Misswirtschaft bei Unicef:Großzügig oder gerissen?

Der Streit um dubiose Zahlungen bei Unicef geht weiter: Während Interims-Vorsitzender Reinhard Schlagintweit dem Geschäftsführer den Rücken stärkt, erheben Wirtschaftsprüfer Vertuschungs-Vorwürfe.

Johannes Nitschmann

Nach dem Rückritt von Heide Simonis als Unicef-Vorsitzende gehen die öffentlichen Auseinandersetzungen um die finanzielle Transparenz des Kinderhilfswerks weiter.
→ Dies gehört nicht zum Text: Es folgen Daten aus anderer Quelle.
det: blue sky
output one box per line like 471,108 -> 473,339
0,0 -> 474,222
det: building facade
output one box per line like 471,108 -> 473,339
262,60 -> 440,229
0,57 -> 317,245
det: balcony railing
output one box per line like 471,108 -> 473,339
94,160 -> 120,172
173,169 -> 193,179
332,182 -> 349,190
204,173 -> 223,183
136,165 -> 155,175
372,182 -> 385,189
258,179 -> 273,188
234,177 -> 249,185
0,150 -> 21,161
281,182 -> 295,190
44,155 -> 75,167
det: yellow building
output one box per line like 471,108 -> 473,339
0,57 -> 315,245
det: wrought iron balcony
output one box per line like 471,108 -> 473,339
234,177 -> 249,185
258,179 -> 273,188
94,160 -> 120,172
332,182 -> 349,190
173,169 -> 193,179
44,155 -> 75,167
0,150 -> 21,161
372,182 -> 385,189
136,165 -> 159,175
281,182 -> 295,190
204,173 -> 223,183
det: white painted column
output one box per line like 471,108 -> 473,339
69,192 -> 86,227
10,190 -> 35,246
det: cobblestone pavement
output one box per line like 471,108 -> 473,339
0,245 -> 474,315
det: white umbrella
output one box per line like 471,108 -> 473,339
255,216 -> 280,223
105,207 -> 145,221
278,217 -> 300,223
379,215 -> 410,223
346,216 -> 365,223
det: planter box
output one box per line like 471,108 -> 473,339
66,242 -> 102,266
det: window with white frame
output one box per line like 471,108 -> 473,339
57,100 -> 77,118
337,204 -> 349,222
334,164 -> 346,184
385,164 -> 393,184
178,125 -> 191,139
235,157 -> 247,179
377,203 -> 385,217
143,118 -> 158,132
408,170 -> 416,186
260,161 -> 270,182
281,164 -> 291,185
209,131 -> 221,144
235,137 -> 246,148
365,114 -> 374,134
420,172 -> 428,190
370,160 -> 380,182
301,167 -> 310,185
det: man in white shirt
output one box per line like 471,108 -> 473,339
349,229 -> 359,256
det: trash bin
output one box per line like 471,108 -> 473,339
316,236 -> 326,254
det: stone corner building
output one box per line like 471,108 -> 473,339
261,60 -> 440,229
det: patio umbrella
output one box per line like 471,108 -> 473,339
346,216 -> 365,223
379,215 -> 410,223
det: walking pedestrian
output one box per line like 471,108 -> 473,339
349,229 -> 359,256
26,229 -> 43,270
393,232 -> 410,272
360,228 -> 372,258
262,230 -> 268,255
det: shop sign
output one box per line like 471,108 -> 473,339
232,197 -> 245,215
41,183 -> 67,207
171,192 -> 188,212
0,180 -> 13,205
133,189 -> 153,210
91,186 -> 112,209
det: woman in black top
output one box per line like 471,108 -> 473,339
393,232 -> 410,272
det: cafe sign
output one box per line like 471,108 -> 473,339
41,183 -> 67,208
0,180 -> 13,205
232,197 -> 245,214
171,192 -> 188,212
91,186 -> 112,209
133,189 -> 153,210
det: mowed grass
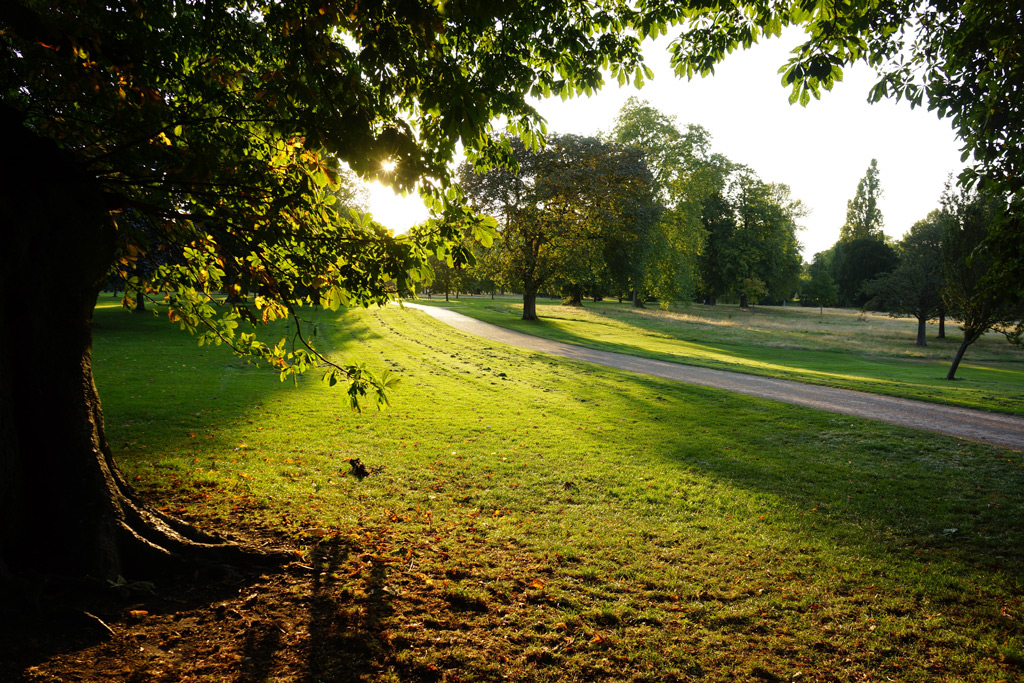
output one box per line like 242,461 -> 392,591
413,297 -> 1024,415
95,294 -> 1024,682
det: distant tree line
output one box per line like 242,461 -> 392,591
440,97 -> 804,319
801,160 -> 1024,380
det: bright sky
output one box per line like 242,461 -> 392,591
371,29 -> 963,260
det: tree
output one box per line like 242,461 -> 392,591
863,211 -> 946,346
667,0 -> 1024,321
612,97 -> 731,303
800,252 -> 839,315
839,159 -> 885,242
942,187 -> 1024,380
0,0 -> 644,578
831,238 -> 899,308
700,167 -> 803,307
460,135 -> 658,321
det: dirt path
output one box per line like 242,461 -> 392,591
404,303 -> 1024,451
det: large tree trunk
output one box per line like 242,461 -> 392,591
0,112 -> 284,579
522,290 -> 537,321
946,334 -> 971,380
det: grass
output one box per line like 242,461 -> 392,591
413,297 -> 1024,415
88,294 -> 1024,682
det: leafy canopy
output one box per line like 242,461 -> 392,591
0,0 -> 659,397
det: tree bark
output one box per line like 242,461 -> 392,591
565,287 -> 583,308
522,290 -> 537,321
0,112 -> 288,579
946,334 -> 971,380
135,291 -> 146,313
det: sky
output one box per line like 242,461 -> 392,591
370,28 -> 963,261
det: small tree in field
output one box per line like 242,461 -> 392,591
800,253 -> 839,315
942,188 -> 1024,380
863,211 -> 949,346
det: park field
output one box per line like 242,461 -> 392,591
59,298 -> 1024,683
420,296 -> 1024,415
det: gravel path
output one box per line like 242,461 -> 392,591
404,303 -> 1024,451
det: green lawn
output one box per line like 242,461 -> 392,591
95,300 -> 1024,682
420,297 -> 1024,415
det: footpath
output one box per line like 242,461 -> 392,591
403,303 -> 1024,451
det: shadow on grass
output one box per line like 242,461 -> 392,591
638,381 -> 1024,581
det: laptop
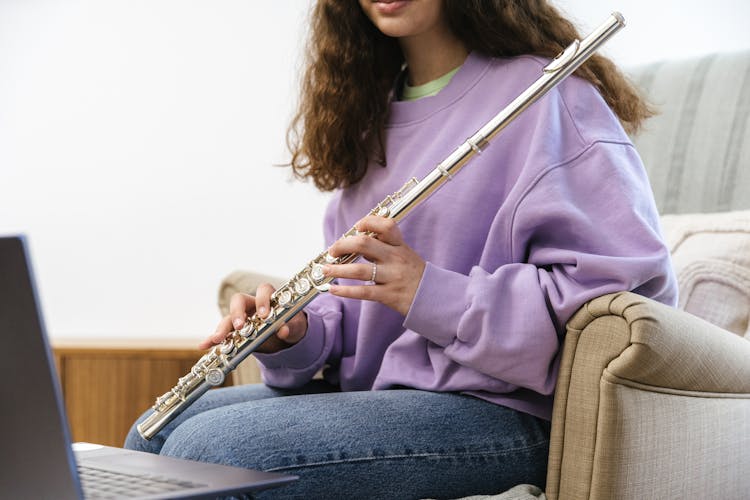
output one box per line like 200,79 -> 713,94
0,237 -> 297,499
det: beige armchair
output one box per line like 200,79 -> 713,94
219,52 -> 750,500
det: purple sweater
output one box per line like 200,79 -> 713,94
257,53 -> 676,419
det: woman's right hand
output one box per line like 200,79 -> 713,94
198,283 -> 307,353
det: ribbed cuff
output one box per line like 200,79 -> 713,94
404,262 -> 469,347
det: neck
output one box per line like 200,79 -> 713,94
399,26 -> 469,86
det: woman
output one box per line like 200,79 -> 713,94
127,0 -> 676,498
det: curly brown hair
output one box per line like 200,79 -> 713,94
287,0 -> 653,191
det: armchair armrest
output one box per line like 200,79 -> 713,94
547,293 -> 750,500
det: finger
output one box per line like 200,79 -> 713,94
328,235 -> 391,262
355,215 -> 404,246
330,285 -> 383,300
255,283 -> 276,318
323,263 -> 381,281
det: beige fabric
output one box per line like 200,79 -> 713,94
547,293 -> 750,500
628,51 -> 750,214
590,379 -> 750,500
662,211 -> 750,340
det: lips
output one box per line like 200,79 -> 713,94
373,0 -> 409,14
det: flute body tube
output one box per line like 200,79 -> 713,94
137,12 -> 625,439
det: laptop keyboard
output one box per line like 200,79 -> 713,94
78,465 -> 206,499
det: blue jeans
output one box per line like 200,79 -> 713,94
125,381 -> 549,500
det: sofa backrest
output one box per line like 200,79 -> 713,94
626,51 -> 750,214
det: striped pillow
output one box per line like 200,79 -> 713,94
627,51 -> 750,214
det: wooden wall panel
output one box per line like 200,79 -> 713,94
53,340 -> 231,446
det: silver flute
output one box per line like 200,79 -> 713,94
137,12 -> 625,439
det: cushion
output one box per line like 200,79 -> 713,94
662,210 -> 750,340
628,50 -> 750,214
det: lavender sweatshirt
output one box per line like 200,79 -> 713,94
257,53 -> 676,419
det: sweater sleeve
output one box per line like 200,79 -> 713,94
254,194 -> 343,388
404,143 -> 676,394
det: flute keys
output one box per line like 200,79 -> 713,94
237,323 -> 255,339
206,368 -> 224,386
294,278 -> 311,295
276,289 -> 293,307
219,340 -> 234,356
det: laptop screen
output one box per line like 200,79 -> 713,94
0,237 -> 81,498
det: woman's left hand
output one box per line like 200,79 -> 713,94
324,215 -> 425,316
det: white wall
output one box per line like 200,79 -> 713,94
0,0 -> 750,339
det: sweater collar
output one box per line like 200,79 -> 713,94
386,52 -> 500,127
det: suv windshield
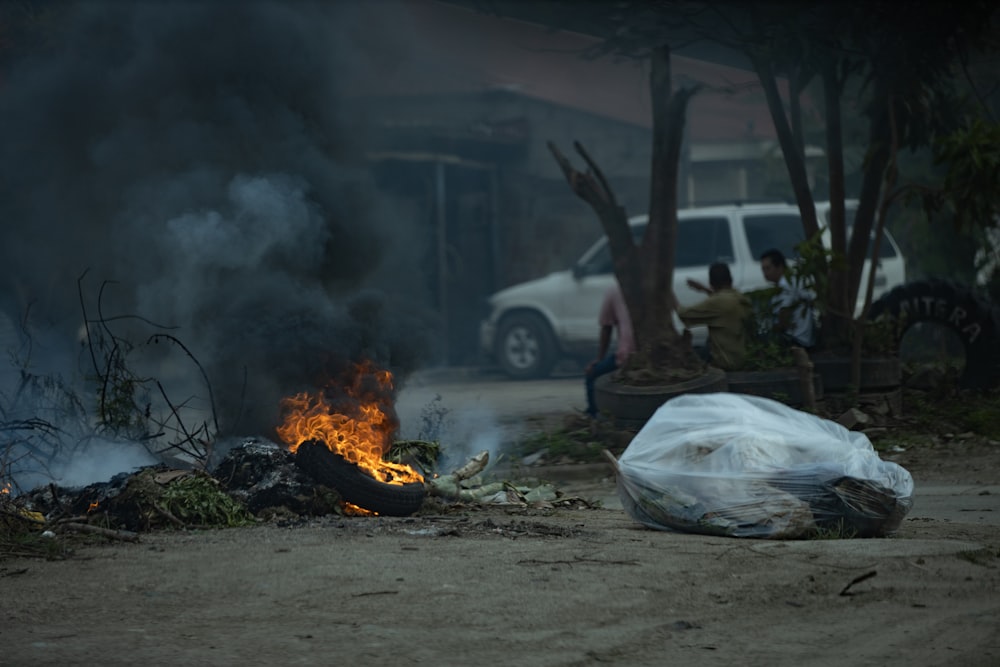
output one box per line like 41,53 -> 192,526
743,213 -> 805,259
578,218 -> 736,276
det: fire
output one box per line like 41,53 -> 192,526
277,362 -> 423,484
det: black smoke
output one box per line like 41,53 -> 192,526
0,1 -> 429,444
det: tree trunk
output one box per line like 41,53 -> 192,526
549,46 -> 705,383
822,61 -> 848,343
751,54 -> 819,243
Der neue Chef von Unicef Deutschland, Reinhard Schlagintweit, sagte der Süddeutschen Zeitung, die "Schlammschlacht" müsse endlich beendet werden.

Unicef; Kinder im Irak; dpa

Im Blickpunkt des Kinderhilfswerks Unicef sollten eigentlich benachteiligte Kinder stehen - wie diese Jungen in einem irakischen Flüchtlingslager. Im Moment dreht sich die Diskussion aber um den zweifelhaften Umgang mit Spenden.

(Foto: Foto: dpa)

Zuvor waren weitere Vorwürfe gegen die Unicef-Führung bekannt geworden. Zugleich lieferte sich die Ex-Vorsitzende Simonis mit anderen Vorstandsmitgliedern über Interviews einen öffentlichen Schlagabtausch. An der Basis der 8000 Ehrenamtler des Kinderhilfswerks wurden erneut Forderungen nach Ablösung des umstrittenen Geschäftsführers Dietrich Garlichs laut, gegen den die Staatsanwaltschaft Köln wegen des Verdachts der Untreue ermittelt.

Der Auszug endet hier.